Intuit and the Tyranny of the Uptime Clock
Those of you following my Twittering and blog posts must think I have become obsessed with the Intuit outage. At CSG we operate a hosted enterprise software service and face the tyranny of the uptime clock -- just like Intuit. As the technology industry moves to adopt cloud computing, we all suffer a credibility loss when a major player like Intuit has a long term outage like this one. The lack of an explanation, and generally poor levels of communication by Intuit during this episode does not help. Sure they could not post on their own websites while down, but they have official blogs outside of their control that were up and so they did have the ability to communicate. Here is a short list of the communications:
Intuit on Twitter @Intuit: First post was 11.5 hours into the outage, at this writing 8 posts, including a gap of 16 hours before the latest post saying they are now on the way back up. The posts pointed to their community page with 4 undated or time stamped updates, and 2 references to the small business blog, where they posted an update 12 hours into the outage.
Quicken on Twitter @Quicken: First post was 13 hours into the outage, at this writing only 4 posts -- saying they are working on it.
Official Quicken Blog: No posts, last post was April 26th.
Quickbooks on Twitter @Quickbooks: No posts, last post was May 21st.
The main site just now came back online -- making the outage approximately 34 hours in duration. Current explanation:
Our preliminary investigation indicates the outage occurred during a routine maintenance procedure Tuesday night. An accidental power failure during that procedure affected both our primary and backup systems, taking a number of Intuit websites and services offline. While power was quickly restored, we're working diligently to validate our systems and bring them back into full operation.

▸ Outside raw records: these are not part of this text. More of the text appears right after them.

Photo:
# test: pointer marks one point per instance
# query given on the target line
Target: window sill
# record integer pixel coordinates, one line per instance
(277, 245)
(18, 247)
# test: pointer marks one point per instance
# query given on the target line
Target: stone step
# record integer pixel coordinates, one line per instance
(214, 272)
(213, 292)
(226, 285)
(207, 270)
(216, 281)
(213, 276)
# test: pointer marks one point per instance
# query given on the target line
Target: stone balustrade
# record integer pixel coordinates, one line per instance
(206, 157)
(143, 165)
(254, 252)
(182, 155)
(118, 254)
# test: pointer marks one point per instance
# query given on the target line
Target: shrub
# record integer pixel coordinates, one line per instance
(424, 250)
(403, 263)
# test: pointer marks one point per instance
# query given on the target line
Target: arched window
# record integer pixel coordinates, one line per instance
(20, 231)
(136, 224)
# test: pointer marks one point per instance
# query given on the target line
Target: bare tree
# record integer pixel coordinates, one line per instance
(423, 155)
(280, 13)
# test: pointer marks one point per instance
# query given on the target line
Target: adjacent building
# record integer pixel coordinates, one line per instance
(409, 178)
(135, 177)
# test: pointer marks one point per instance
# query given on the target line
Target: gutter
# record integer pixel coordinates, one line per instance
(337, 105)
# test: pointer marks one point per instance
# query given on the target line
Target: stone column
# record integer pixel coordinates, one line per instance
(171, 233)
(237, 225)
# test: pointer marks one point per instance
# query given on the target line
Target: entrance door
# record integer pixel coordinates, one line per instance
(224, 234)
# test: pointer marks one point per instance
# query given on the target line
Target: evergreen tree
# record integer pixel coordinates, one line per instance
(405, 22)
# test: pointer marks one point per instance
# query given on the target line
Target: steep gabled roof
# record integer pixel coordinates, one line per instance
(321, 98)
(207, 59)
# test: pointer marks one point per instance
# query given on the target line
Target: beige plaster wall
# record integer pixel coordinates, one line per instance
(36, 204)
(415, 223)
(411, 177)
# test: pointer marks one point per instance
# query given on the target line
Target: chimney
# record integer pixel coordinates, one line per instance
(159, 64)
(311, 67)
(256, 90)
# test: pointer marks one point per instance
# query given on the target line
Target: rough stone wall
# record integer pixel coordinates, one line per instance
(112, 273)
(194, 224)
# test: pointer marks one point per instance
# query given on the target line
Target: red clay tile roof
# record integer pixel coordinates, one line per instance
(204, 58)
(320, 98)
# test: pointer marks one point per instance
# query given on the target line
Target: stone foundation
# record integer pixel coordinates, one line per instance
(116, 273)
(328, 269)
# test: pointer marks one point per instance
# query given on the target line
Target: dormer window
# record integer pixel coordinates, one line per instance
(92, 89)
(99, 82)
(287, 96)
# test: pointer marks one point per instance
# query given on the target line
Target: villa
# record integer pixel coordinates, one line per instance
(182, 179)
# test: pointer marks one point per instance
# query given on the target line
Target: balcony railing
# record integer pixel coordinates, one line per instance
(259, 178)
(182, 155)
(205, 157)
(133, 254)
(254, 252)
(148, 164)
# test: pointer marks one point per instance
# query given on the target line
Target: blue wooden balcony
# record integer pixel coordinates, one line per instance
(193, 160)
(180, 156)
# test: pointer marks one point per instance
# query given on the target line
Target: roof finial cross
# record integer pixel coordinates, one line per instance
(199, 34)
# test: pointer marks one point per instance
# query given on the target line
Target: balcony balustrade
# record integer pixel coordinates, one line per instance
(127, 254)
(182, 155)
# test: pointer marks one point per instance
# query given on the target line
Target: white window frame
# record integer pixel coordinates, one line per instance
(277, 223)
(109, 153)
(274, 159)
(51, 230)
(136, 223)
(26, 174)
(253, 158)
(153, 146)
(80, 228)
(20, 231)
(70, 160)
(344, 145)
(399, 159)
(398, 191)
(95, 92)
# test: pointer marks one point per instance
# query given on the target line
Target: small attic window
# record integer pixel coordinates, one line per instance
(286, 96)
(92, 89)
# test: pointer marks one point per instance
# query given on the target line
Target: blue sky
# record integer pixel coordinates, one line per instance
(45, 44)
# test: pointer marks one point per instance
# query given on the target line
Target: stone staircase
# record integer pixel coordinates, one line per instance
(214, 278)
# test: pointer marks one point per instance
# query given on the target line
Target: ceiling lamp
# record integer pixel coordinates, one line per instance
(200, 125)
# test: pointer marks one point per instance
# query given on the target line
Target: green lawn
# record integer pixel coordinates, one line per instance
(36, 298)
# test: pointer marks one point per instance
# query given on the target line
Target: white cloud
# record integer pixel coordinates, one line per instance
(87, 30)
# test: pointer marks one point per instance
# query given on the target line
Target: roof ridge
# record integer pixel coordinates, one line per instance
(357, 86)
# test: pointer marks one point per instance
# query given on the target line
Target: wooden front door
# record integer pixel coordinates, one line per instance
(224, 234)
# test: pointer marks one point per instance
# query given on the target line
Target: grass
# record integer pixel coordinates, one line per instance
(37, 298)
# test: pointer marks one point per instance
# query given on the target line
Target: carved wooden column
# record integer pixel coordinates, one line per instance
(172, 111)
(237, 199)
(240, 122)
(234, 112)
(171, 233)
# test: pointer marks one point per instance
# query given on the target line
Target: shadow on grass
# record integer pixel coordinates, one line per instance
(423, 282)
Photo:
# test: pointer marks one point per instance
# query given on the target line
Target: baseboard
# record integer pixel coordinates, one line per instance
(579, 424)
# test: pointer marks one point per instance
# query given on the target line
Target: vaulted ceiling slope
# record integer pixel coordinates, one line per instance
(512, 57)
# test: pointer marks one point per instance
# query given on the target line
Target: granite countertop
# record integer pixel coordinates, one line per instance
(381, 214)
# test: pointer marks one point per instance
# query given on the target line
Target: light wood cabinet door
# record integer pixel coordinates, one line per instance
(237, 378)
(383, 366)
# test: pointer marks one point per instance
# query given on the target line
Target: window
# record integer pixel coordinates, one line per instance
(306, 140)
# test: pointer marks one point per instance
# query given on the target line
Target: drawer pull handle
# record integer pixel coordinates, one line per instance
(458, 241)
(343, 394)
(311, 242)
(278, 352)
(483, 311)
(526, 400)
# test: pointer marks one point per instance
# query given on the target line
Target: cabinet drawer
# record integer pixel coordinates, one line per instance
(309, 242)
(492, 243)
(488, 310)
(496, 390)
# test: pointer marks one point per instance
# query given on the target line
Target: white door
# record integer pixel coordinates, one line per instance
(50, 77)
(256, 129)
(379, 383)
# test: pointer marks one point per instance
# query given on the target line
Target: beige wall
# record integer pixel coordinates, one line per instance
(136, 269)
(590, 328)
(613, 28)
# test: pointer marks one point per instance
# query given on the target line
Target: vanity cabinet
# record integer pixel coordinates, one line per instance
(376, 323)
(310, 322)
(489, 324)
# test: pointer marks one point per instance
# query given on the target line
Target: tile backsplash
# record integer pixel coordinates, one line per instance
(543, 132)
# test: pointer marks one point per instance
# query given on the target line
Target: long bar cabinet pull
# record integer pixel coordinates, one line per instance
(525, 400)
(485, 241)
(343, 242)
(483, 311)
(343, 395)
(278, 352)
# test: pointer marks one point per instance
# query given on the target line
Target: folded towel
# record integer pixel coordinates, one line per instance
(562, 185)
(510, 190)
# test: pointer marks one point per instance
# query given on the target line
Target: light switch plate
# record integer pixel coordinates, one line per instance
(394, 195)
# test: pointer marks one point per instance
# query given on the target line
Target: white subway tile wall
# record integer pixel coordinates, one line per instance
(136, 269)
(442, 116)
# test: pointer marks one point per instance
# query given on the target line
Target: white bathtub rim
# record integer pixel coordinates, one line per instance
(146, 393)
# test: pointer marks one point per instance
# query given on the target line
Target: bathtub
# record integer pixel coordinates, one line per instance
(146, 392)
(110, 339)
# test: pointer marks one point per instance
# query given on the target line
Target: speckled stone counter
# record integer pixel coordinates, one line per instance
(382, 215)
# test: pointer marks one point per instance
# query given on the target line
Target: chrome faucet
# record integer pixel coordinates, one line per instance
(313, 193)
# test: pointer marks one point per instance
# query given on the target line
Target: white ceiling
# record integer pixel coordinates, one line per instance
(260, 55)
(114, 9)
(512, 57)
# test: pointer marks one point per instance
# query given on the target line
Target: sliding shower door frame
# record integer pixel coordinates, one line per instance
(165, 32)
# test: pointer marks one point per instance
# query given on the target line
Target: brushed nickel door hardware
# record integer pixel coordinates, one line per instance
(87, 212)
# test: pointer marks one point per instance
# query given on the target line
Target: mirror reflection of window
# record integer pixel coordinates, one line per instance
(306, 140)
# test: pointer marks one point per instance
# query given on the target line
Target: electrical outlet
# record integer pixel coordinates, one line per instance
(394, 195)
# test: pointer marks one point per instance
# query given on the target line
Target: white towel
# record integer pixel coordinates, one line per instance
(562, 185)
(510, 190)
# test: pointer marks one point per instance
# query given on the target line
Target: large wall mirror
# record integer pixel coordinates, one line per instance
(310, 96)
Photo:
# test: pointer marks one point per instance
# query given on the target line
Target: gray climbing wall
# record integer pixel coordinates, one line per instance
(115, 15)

Intuit reported 300,000 online customers in May of this year -- many of whom use accounting and merchant services applications that require near universal uptime. In the industry this is often referred to and "four nines" or "five nines" uptime for 99.99% and 99.999% uptime.

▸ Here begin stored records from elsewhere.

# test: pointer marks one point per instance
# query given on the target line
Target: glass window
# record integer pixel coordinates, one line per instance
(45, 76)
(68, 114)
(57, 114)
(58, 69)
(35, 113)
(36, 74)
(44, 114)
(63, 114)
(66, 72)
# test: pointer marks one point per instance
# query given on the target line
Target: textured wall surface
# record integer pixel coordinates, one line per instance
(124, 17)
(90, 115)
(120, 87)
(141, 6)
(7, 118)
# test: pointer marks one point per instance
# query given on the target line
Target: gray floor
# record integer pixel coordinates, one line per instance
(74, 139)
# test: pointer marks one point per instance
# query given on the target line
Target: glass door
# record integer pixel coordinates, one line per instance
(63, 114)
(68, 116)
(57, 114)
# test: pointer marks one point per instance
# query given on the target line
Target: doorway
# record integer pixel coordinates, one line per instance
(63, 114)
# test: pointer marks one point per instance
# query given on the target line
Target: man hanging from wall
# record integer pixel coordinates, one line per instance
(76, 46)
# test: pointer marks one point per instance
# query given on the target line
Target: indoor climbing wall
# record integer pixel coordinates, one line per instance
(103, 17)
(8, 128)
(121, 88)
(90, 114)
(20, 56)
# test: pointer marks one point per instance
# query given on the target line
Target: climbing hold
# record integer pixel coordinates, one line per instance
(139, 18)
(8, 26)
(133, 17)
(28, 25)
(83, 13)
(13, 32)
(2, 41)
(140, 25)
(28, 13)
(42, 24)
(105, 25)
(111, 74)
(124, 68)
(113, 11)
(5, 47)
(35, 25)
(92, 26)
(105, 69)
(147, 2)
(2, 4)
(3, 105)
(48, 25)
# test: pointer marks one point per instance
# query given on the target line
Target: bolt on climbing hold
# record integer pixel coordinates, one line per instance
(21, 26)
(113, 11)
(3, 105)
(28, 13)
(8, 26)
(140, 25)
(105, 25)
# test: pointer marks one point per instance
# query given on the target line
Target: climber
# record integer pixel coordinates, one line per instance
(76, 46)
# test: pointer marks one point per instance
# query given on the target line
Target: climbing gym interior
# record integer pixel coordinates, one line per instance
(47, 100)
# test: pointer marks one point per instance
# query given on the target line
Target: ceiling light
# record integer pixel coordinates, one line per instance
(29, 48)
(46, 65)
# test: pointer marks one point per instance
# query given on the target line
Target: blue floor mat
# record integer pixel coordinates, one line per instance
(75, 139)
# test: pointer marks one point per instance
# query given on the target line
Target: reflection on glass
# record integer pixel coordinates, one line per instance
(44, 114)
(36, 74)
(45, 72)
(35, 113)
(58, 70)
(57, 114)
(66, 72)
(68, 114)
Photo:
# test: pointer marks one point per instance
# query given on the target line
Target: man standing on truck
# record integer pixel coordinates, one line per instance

A few basics about uptime: Scheduled outages are usually not included in the calculation, so the .001% downtime permitted in five nines uptime buys only 5.26 minutes of unscheduled downtime in a year. Three nines gets you almost an hour, and two nines gets you almost a day. Fortunately nobody died in this outage, so even a 34 hour outage is not a catastrophe on the BP scale. But it will take 388 years of perfect uptime before Intiut can claim five nines of uptime.
All of us are relieved that they are back online. This event will undoubtedly slow migrations to the cloud, and should give all of us reason to check and recheck our redundancy and uptime plans. In addition, we should be checking and rechecking our communication plans associated with any downtime. We are certainly capable of turning a bad situation worse by failing to communicate well with customers.